Die Geschichte des Hardrocks lässt sich grob in drei Phasen unterteilen:

Die erste Phase dauerte etwa von 1969 bis 1975 an und wurde von den "Urvätern" Deep Purple, Led Zeppelin und Black Sabbath geprägt. Während der düstere Hardrock von Black Sabbath heute als Geburtsstunde des verwandten Heavy Metals gilt und Deep Purple durch ihre klassischen Einflüsse erste Ansätze in Richtung Progressive Rock erkennen ließen, werden Led Zeppelin heute als quintessentielle Band des bluesbeeinflussten Hardrocks angesehen.

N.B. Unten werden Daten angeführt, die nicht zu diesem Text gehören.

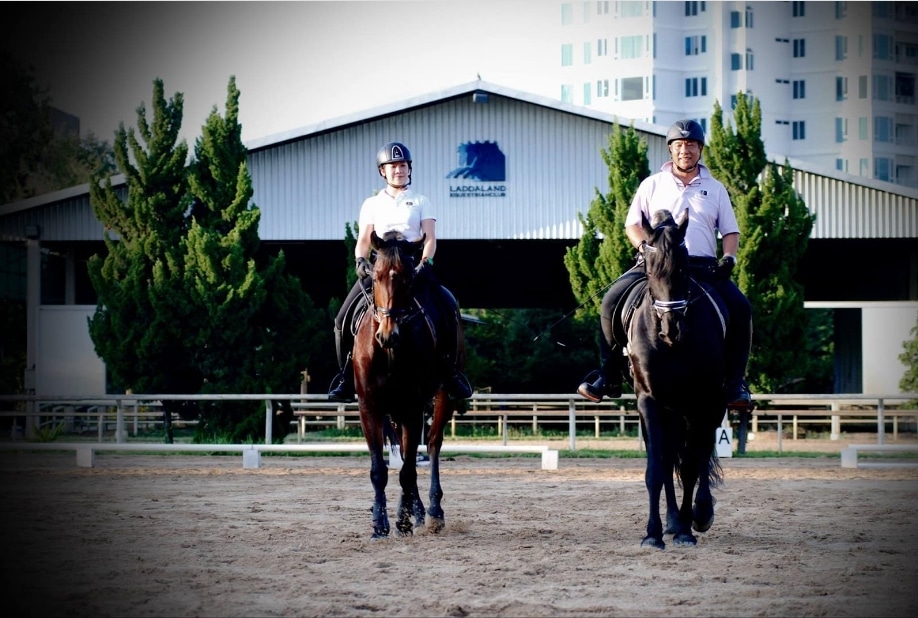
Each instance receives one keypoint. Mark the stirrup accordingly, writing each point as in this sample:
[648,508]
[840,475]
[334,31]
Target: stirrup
[458,387]
[339,390]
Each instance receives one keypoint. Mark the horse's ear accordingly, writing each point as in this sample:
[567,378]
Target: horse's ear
[418,246]
[646,225]
[683,221]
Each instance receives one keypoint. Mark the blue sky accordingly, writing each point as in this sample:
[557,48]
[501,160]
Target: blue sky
[296,63]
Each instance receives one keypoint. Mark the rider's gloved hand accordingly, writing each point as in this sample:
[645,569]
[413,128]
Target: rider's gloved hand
[364,268]
[424,266]
[725,267]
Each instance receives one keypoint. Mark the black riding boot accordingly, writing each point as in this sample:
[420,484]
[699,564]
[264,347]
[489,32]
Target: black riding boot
[736,393]
[607,381]
[455,382]
[342,386]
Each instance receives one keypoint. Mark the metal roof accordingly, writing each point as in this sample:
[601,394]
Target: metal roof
[309,182]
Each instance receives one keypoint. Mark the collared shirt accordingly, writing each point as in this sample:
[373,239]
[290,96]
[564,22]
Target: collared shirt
[403,213]
[706,199]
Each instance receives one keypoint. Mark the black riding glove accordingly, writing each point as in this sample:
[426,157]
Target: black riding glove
[425,267]
[724,267]
[364,268]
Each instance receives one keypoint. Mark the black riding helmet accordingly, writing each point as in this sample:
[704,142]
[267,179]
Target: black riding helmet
[393,152]
[685,129]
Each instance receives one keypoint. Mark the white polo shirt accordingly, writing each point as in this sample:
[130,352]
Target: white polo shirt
[402,213]
[706,199]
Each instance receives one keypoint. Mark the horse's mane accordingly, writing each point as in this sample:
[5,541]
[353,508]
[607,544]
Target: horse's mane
[394,249]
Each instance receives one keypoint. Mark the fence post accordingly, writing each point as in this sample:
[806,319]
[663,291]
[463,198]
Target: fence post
[572,423]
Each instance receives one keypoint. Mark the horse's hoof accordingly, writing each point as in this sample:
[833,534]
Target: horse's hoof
[435,524]
[703,516]
[685,539]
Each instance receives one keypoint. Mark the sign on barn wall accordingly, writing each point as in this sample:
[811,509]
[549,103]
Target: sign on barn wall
[67,362]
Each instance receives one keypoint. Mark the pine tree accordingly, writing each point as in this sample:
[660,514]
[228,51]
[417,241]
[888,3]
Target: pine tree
[252,323]
[603,252]
[775,227]
[137,328]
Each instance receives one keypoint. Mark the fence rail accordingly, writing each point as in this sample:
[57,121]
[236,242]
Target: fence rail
[888,412]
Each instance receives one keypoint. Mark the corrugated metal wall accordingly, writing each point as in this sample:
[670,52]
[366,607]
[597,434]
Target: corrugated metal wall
[310,187]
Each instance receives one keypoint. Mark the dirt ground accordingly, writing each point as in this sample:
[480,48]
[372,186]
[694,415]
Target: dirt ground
[145,535]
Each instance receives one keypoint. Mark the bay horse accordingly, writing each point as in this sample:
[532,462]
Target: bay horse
[398,380]
[675,345]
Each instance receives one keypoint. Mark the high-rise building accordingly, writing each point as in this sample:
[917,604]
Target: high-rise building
[835,80]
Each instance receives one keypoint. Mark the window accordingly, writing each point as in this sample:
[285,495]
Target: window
[567,14]
[883,129]
[631,46]
[841,47]
[567,55]
[882,47]
[631,9]
[602,47]
[696,86]
[602,88]
[567,93]
[881,168]
[905,88]
[882,88]
[695,45]
[841,130]
[841,88]
[632,88]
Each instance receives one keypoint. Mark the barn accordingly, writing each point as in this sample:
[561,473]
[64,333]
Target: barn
[508,173]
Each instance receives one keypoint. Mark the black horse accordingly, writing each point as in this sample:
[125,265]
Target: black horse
[675,344]
[397,380]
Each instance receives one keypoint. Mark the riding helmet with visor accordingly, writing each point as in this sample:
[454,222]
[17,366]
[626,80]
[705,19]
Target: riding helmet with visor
[685,129]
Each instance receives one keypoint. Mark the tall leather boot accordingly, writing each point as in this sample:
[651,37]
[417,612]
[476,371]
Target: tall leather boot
[455,382]
[342,386]
[607,381]
[737,344]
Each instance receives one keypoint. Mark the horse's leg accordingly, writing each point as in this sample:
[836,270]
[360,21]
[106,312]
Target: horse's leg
[655,472]
[408,478]
[672,436]
[379,472]
[698,451]
[703,511]
[441,415]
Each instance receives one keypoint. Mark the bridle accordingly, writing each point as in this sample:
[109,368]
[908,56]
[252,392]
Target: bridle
[663,307]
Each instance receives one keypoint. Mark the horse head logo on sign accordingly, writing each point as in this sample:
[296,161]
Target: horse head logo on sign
[480,161]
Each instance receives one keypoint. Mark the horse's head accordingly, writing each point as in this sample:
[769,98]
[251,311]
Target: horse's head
[666,266]
[393,276]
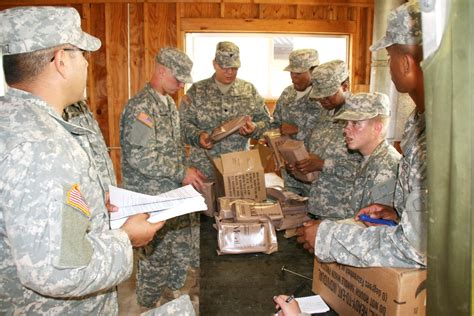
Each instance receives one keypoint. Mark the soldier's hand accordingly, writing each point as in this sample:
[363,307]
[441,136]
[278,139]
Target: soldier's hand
[290,167]
[291,308]
[248,128]
[139,230]
[204,141]
[110,207]
[194,177]
[288,129]
[307,234]
[377,211]
[311,164]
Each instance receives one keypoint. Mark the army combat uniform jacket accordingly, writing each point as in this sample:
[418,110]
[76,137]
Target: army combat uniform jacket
[153,158]
[57,253]
[304,113]
[376,178]
[400,246]
[205,107]
[331,191]
[94,143]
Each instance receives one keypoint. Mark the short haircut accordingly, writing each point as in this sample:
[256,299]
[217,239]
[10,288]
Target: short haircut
[414,50]
[384,119]
[27,66]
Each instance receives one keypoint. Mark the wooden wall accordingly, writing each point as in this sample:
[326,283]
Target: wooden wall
[133,31]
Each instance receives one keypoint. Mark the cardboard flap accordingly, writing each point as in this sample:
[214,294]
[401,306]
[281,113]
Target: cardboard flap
[243,161]
[217,163]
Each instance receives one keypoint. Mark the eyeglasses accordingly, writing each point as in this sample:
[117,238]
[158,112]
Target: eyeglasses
[85,53]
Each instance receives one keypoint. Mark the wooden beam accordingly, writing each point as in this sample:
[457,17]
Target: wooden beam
[267,25]
[352,3]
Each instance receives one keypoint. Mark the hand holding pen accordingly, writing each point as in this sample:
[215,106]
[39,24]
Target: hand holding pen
[287,305]
[378,214]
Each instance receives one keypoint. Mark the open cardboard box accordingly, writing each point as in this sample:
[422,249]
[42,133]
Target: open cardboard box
[240,175]
[370,291]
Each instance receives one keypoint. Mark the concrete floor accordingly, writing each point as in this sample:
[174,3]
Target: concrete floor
[239,284]
[244,284]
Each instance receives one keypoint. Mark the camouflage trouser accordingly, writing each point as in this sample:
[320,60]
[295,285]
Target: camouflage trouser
[295,185]
[164,262]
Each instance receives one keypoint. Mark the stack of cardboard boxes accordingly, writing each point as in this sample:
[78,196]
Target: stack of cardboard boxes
[245,218]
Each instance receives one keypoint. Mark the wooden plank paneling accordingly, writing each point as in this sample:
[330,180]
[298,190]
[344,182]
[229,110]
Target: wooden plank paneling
[267,25]
[361,3]
[268,11]
[306,12]
[201,10]
[138,74]
[133,31]
[157,36]
[97,85]
[239,10]
[116,19]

Led Zeppelin hatten auch den größten Einfluss auf die Bands der von 1975 bis etwa 1982 andauernden zweiten Phase, zu deren wichtigsten Vertretern etwa AC/DC, Aerosmith und KISS gehörten. Die Musik dieser Phase zeichnet sich durch ihre ungestüme Art und Einfachheit aus. Die Popularität des Hardrocks hatte jedoch in dieser Zeit stark unter dem Boom der Punkmusik zu leiden.

Der Beginn der dritten Phase kann mit Erscheinen des ersten Van-Halen-Albums im Jahre 1978 festgemacht werden. Dieses Album war den Werken von Aerosmith und Kiss nicht unähnlich, setzte allerdings aufgrund der spieltechnischen Revolution des Gitarristen Eddie Van Halen sowohl musikalisch als auch wegen des nicht abstreitbaren „Popappeals“ der Platte kommerziell neue Maßstäbe im Genre. Die folgenden Jahre waren durch zunehmende Annäherung des Hardrocks an Popmusik und ein immer mehr zur Farce werdendes Wettrennen der Bands hinsichtlich Virtuosität, bombastischer Produktion der Platten und Konzerte und des Auftretens der Musiker selbst gekennzeichnet. Die Musik dieser Phase des Hardrocks wird deshalb oft auch als Hairspray Metal bezeichnet. Nichtsdestotrotz erreichte die Popularität des Hardrocks in diesen Jahren ihren Zenit. Zu den Interpreten dieser Epoche zählen weiterhin Mötley Crüe, Poison und Whitesnake.

Der Abstieg des Hardrocks begann mit dem Aufkommen von Grunge und Alternative Rock in den frühen 1990ern. Ein definitiver Endpunkt kann an dem Ende der Use-Your-Illusion-Tour zu gleichnamigen Doppelalbum (welches sehr erfolgreich war) von Guns N' Roses 1993 festgemacht werden. Seither haben es Interpreten des traditionellen Hardrocks nicht über Achtungserfolge hinausgebracht.